Ce n’est pourtant pas ce sentiment d’urgence qui s’est dégagé du Sommet du G 20 du 15 novembre dernier à Washington, malgré l’énorme battage médiatique dont il a fait l’objet. On y a simplement pris rendez-vous pour un autre sommet qui aura lieu avant avril 2009. Avant le 31 mars, les ministres des finances des 20 gouvernements concernés doivent lancer des “actions immédiates” dans cinq domaines identifiés dans le communiqué final comme des “principes communs” : renforcer la transparence et la responsabilité ; favoriser une régulation saine ; promouvoir l’intégrité des marchés financiers ; renforcer la coopération internationale entre instances de régulation ; réformer les institutions financières internationales. Déjà, à la mi-décembre 2008, l’énorme scandale du fonds américain Bernard Madoff qui a englouti 50 milliards de dollars de riches investisseurs sans que la Security and Exchange Commission (SEC), le “gendarme” de la Bourse américaine, s’aperçoive de quoi que ce soit, montre bien l’ampleur de la tâche à accomplir.
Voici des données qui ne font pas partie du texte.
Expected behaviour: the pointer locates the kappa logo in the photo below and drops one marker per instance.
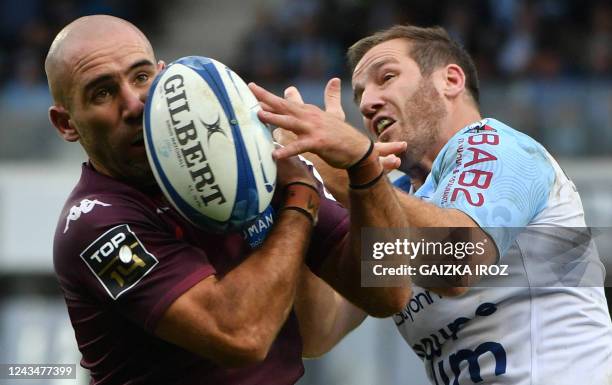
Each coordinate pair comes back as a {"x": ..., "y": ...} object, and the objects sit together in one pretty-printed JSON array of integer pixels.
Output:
[
  {"x": 118, "y": 260},
  {"x": 84, "y": 207}
]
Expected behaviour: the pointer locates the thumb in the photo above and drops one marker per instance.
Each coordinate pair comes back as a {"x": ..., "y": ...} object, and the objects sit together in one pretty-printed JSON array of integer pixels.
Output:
[
  {"x": 333, "y": 98},
  {"x": 292, "y": 94}
]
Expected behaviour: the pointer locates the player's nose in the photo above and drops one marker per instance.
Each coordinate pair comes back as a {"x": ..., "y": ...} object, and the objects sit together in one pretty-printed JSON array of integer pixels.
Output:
[{"x": 370, "y": 103}]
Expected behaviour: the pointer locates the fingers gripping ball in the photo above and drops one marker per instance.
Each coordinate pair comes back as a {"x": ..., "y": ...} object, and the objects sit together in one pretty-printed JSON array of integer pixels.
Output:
[{"x": 209, "y": 152}]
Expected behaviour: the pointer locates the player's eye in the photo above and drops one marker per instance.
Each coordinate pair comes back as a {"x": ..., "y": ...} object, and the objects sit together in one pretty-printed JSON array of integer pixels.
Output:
[
  {"x": 100, "y": 95},
  {"x": 142, "y": 78},
  {"x": 388, "y": 76}
]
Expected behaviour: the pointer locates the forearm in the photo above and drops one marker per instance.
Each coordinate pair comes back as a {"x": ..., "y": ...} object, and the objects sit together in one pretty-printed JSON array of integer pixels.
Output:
[
  {"x": 233, "y": 319},
  {"x": 334, "y": 179}
]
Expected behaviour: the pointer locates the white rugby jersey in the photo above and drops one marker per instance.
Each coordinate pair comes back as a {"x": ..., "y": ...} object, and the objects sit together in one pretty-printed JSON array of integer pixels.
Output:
[{"x": 548, "y": 322}]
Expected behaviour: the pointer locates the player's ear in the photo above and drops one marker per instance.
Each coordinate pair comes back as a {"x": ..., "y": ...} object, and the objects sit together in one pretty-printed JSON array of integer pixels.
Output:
[
  {"x": 454, "y": 81},
  {"x": 60, "y": 118}
]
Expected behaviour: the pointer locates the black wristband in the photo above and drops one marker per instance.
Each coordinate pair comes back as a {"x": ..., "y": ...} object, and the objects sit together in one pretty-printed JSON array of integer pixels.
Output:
[
  {"x": 300, "y": 210},
  {"x": 365, "y": 156},
  {"x": 367, "y": 184},
  {"x": 303, "y": 184}
]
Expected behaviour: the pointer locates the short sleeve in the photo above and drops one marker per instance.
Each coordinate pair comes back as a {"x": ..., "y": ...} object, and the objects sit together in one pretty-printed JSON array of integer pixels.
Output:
[
  {"x": 498, "y": 176},
  {"x": 124, "y": 257}
]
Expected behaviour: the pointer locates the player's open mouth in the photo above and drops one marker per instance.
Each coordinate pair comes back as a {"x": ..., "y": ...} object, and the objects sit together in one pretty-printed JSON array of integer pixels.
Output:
[{"x": 381, "y": 124}]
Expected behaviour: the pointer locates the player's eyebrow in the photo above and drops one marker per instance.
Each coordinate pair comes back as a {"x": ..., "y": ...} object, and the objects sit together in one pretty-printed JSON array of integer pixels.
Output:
[
  {"x": 103, "y": 78},
  {"x": 358, "y": 90}
]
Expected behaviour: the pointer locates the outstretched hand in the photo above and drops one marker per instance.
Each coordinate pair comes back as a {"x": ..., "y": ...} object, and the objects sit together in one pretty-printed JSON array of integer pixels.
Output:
[{"x": 321, "y": 132}]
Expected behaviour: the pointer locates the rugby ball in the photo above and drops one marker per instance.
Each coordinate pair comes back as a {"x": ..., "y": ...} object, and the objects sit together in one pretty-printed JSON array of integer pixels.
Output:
[{"x": 209, "y": 152}]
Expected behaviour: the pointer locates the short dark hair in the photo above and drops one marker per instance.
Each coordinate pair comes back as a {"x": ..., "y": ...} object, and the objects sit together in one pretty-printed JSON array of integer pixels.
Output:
[{"x": 430, "y": 48}]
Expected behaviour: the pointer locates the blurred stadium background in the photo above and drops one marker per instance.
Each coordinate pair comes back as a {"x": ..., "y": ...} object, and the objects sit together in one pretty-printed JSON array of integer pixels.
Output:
[{"x": 545, "y": 68}]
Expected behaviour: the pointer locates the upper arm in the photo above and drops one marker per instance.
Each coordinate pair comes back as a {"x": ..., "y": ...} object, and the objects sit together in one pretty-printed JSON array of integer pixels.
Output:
[{"x": 193, "y": 322}]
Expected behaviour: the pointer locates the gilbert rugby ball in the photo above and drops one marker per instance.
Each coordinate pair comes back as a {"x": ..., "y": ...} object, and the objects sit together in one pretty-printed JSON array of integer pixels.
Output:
[{"x": 210, "y": 154}]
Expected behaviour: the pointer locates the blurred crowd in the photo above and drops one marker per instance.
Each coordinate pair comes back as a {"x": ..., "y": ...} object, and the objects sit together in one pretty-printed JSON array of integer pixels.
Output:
[
  {"x": 27, "y": 28},
  {"x": 546, "y": 65},
  {"x": 509, "y": 39}
]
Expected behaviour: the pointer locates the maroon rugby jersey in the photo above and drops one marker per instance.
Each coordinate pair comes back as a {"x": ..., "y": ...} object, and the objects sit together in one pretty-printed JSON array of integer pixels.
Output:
[{"x": 122, "y": 256}]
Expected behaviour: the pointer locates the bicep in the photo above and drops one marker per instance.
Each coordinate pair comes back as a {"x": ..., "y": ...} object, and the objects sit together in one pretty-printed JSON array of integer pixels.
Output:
[{"x": 191, "y": 322}]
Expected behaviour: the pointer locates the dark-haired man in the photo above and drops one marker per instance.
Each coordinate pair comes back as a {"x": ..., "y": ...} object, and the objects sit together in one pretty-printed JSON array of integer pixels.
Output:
[{"x": 547, "y": 321}]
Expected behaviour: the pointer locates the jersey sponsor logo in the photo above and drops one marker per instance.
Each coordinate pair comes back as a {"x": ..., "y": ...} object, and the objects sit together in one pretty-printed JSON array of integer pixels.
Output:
[
  {"x": 442, "y": 368},
  {"x": 84, "y": 207},
  {"x": 472, "y": 180},
  {"x": 119, "y": 260},
  {"x": 417, "y": 303}
]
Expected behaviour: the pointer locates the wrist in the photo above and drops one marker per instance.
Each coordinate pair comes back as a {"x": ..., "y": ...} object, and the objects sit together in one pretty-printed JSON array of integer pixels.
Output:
[{"x": 367, "y": 171}]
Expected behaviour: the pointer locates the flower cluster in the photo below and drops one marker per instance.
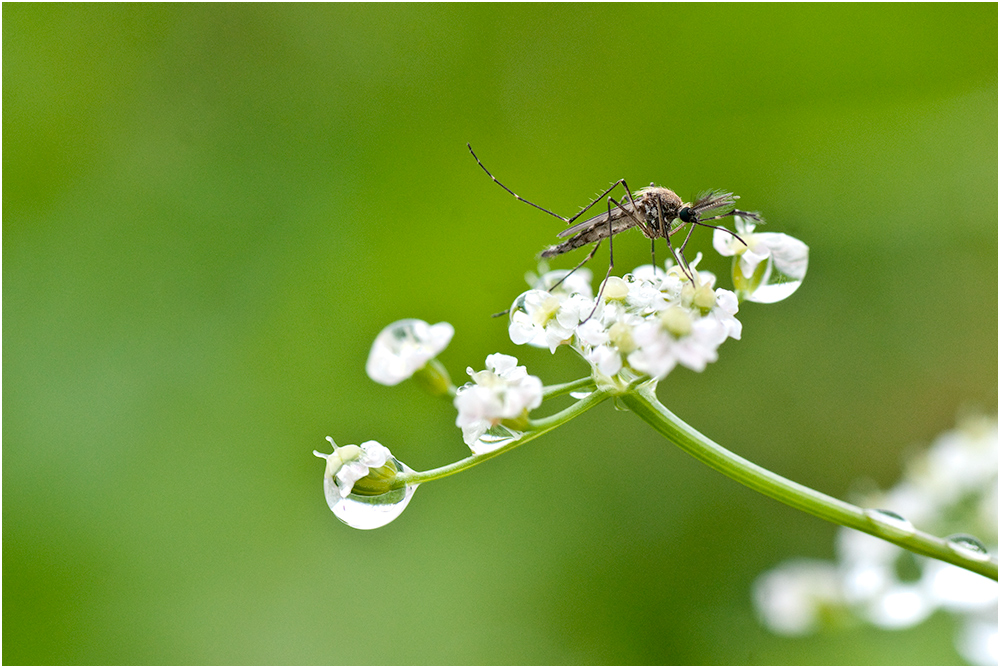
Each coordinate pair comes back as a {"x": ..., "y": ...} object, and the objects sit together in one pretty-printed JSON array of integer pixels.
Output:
[
  {"x": 348, "y": 464},
  {"x": 504, "y": 391},
  {"x": 952, "y": 484},
  {"x": 405, "y": 347},
  {"x": 648, "y": 321}
]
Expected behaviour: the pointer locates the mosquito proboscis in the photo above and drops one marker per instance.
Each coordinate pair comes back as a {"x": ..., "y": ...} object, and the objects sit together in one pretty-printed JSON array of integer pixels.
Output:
[{"x": 658, "y": 212}]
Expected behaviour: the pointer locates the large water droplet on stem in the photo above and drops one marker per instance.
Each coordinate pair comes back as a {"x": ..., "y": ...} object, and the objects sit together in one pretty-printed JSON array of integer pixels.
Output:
[
  {"x": 968, "y": 546},
  {"x": 370, "y": 512},
  {"x": 890, "y": 523}
]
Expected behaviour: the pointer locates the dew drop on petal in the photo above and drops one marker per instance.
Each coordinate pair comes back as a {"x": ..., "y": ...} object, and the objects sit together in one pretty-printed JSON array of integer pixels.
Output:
[
  {"x": 372, "y": 512},
  {"x": 494, "y": 438},
  {"x": 968, "y": 546},
  {"x": 892, "y": 525}
]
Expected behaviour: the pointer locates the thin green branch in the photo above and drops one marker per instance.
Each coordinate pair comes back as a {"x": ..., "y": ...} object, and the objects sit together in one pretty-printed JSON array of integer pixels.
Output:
[
  {"x": 643, "y": 402},
  {"x": 535, "y": 429},
  {"x": 582, "y": 384}
]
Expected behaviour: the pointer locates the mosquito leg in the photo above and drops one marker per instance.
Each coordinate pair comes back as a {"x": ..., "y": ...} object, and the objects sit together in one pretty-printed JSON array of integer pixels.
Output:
[
  {"x": 518, "y": 197},
  {"x": 686, "y": 239},
  {"x": 611, "y": 260},
  {"x": 585, "y": 261}
]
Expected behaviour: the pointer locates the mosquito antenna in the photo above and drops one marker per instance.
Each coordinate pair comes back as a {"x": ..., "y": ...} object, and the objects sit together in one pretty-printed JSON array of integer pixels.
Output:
[{"x": 565, "y": 220}]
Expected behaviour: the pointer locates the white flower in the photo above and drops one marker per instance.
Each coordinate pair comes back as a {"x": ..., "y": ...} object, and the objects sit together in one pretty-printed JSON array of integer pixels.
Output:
[
  {"x": 547, "y": 320},
  {"x": 769, "y": 267},
  {"x": 952, "y": 486},
  {"x": 404, "y": 347},
  {"x": 791, "y": 598},
  {"x": 348, "y": 464},
  {"x": 687, "y": 332},
  {"x": 503, "y": 391}
]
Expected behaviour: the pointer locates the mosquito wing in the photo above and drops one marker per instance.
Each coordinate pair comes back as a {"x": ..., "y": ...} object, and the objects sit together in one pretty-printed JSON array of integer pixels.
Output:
[
  {"x": 716, "y": 202},
  {"x": 617, "y": 214}
]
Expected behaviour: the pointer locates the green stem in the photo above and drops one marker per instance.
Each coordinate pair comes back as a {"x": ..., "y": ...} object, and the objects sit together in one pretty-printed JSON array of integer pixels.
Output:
[
  {"x": 535, "y": 429},
  {"x": 643, "y": 402},
  {"x": 550, "y": 391}
]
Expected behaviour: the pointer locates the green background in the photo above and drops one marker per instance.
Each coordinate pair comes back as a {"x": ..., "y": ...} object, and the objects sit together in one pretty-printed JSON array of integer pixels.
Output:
[{"x": 211, "y": 210}]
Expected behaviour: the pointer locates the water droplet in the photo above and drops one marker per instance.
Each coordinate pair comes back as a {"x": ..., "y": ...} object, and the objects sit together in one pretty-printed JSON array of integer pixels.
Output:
[
  {"x": 495, "y": 438},
  {"x": 891, "y": 524},
  {"x": 968, "y": 546},
  {"x": 371, "y": 512}
]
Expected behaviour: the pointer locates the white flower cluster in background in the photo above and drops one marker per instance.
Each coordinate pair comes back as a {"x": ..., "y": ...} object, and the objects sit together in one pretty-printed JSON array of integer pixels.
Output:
[
  {"x": 952, "y": 486},
  {"x": 404, "y": 347},
  {"x": 648, "y": 321}
]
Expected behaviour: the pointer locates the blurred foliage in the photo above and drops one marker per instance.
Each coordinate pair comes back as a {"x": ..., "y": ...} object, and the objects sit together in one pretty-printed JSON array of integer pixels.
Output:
[{"x": 211, "y": 210}]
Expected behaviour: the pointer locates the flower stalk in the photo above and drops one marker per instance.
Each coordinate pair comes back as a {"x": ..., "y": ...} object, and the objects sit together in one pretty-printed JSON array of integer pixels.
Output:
[{"x": 644, "y": 403}]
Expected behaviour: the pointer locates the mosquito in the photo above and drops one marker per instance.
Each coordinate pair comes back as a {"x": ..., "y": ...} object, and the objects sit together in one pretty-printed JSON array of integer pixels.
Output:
[{"x": 658, "y": 213}]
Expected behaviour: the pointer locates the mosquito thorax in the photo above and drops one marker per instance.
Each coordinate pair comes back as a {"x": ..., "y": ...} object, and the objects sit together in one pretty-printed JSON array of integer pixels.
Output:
[{"x": 654, "y": 202}]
On peut douter qu’existe la volonté politique de la mener à bien.

Cela d’autant plus, comme nous l’explique l’économiste français Jacques Sapir, que les cinq principes cités plus haut “sont accompagnés de la proclamation d’un attachement à la libéralisation financière et d’un rejet de toutes mesures protectionnistes. Or ces deux libéralisations sont celles qui ont conduit aux pratiques que l’on cherche à réglementer et qui sont à la base de la crise actuelle. La contradiction entre les principes de réforme énoncés et l’engagement à poursuivre les politiques de libéralisation est d’un telle évidence que las marchés financiers, loin de se réjouir, ont soit stagné soit accentué leur baisse le lundi 17 décembre”.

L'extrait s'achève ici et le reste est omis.